Sustained Kneeling and the Knee

Of all the occupational risk factors for knee pathology, sustained kneeling on hard surfaces is the most mechanically consequential and the most preventable. Concreting requires extensive kneeling during formwork installation, screeding, finishing, and surface treatment — often on recently poured or curing concrete that provides neither softness nor thermal insulation. The patella, patellar tendon, quadriceps tendon, and prepatellar and infrapatellar bursae are the structures most directly loaded by sustained kneeling, and each responds differently to the compressive, tensile, and frictional forces of the kneeling position.

The prepatellar bursa — located between the anterior patella and the overlying skin — is subject to direct compressive loading every time the worker kneels. Repeated microtrauma to the bursal wall produces prepatellar bursitis (the "housemaid's knee" of traditional anatomy) — a painful, fluctuant swelling over the patella that makes further kneeling acutely painful. In the longer term, the patellar tendon is loaded in a compressive position when the knee is in deep flexion under load — the position required for the low kneeling used during concrete finishing — driving the reactive tendinopathy at the patellar tendon-bone junction that is among the most common chronic knee complaints in concreters. The menisci are additionally loaded by the compressive and rotational forces of kneeling in asymmetric positions, and meniscal tears — both acute and degenerative — are significantly more prevalent in occupations involving sustained kneeling than in the general population.
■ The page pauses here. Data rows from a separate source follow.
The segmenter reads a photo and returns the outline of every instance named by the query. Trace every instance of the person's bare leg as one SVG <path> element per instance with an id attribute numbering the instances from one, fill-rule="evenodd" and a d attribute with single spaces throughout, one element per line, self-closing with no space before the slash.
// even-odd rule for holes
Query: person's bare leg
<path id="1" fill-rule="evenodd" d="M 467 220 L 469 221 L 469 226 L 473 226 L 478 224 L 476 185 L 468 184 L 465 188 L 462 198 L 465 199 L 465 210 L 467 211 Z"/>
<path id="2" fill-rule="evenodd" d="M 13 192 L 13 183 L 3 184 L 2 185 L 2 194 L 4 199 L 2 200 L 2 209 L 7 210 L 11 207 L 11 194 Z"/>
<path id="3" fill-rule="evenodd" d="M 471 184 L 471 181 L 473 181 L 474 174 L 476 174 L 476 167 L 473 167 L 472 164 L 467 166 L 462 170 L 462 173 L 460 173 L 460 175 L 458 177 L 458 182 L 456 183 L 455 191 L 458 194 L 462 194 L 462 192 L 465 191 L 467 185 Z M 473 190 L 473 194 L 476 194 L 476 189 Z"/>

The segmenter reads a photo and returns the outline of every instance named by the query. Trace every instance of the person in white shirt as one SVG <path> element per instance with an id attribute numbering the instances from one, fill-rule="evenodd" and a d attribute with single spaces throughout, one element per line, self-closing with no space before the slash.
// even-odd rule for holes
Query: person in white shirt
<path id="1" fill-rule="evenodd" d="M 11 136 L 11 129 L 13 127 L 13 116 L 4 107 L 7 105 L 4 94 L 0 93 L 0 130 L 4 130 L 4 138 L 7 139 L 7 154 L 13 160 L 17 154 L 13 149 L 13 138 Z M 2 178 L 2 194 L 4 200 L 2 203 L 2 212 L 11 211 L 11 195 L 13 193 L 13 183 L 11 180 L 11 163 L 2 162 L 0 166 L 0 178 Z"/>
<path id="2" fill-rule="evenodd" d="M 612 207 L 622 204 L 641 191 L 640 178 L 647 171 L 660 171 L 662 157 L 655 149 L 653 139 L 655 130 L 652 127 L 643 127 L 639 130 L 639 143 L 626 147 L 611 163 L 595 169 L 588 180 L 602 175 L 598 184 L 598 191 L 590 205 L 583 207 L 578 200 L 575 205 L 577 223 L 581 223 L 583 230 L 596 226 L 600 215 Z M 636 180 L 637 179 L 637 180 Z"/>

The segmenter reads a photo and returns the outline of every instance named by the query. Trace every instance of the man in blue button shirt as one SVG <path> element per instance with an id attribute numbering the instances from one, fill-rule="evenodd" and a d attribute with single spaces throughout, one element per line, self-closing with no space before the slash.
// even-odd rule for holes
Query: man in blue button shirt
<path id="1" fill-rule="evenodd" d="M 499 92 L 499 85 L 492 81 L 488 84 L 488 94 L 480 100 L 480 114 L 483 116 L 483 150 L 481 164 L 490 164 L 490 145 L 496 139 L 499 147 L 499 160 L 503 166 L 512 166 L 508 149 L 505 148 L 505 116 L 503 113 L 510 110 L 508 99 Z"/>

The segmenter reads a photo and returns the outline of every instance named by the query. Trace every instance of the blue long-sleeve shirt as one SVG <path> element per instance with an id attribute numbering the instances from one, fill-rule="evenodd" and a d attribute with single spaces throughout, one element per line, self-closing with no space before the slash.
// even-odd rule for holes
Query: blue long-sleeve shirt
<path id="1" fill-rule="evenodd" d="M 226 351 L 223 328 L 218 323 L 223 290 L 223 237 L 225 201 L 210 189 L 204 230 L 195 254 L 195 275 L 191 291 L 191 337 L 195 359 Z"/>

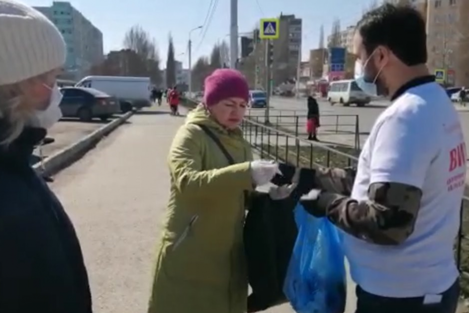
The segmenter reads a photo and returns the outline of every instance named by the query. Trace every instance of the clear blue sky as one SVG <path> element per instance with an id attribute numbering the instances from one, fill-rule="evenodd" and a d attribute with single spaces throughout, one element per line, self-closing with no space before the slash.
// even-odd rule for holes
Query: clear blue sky
<path id="1" fill-rule="evenodd" d="M 31 6 L 50 6 L 52 0 L 23 0 Z M 105 51 L 122 48 L 126 31 L 139 24 L 156 40 L 165 67 L 170 32 L 176 58 L 187 67 L 189 30 L 203 24 L 210 0 L 70 0 L 91 23 L 103 32 Z M 324 24 L 327 37 L 334 18 L 342 28 L 356 22 L 371 0 L 238 0 L 240 32 L 251 31 L 263 17 L 276 17 L 280 12 L 303 19 L 304 59 L 308 51 L 316 48 L 319 28 Z M 258 3 L 258 6 L 257 3 Z M 219 0 L 216 11 L 201 45 L 201 32 L 193 32 L 193 60 L 210 54 L 218 40 L 229 38 L 230 0 Z M 197 49 L 200 45 L 198 49 Z"/>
Lumbar Loading: The Time-Pressure Factor

Concreting is a time-critical activity. Concrete begins to set within a defined window after pouring, and the entire finishing and preparation sequence must be completed within that window regardless of the physical cost to the workers involved. This time pressure is a significant and often overlooked risk amplifier: workers adopt whatever posture most efficiently accomplishes the task, rather than the posture that minimises mechanical loading. Bending and reaching across a freshly poured slab — rather than kneeling or adopting a supported squat — is faster; it is also a direct application of sustained lumbar flexion under asymmetric load, with all the posterior annular consequences that entails.

The manual handling demands of concreting compound this: carrying bags of concrete mix (20–40 kg), operating vibrators and power trowels, and managing heavy formwork all add episodic high-load events to an already elevated continuous loading baseline. The lumbar spine in an active concreter sustains a daily loading well in excess of what disc nutrition and recovery can sustain indefinitely, and the accelerated disc degeneration documented in construction tradespeople reflects this accumulated daily deficit.

Knee pad selection: Not all knee pads provide equivalent protection. Thin foam knee pads compress to near-zero thickness under bodyweight on concrete within minutes, providing no meaningful cushioning. Gel-filled or thick EVA foam pads maintain their cushioning properties under sustained load and substantially reduce the compressive forces on the prepatellar bursa and patellar tendon. The selection of appropriate knee protection is a legitimate and effective preventive measure that many concreters overlook in favour of convenience.

Management

Prepatellar bursitis in the acute phase requires load reduction and, where bursitis is infected (septic bursitis from skin abrasion), medical assessment. Chronic patellar tendinopathy responds to isometric loading in the pain management phase, progressing to heavy slow resistance isotonic loading as pain settles. Lumbar disc pathology follows the staged rehabilitation approach described for other heavy trades: manual therapy to restore segmental mobility, progressive stabilisation exercise to rebuild multifidus function, and occupational modification to reduce the time-pressured postures that drive continued disc loading. Advocacy for adequate knee pad provision and structured use of mechanical aids for concrete vibration and handling is a legitimate component of occupational health management in this trade.

References & Further Reading

  1. Palmer KT. Occupational activities and osteoarthritis of the knee. Br Med Bull. 2012;102:147–170.
  2. Jensen LK. Knee osteoarthritis: influence of work involving kneeling, squatting, stair climbing and lifting. Occup Environ Med. 2008;65(2):72–89.
  3. Descatha A, et al. Self-reported physical exposure in a working population: validity and description. Occup Environ Med. 2009;66(9):614–619.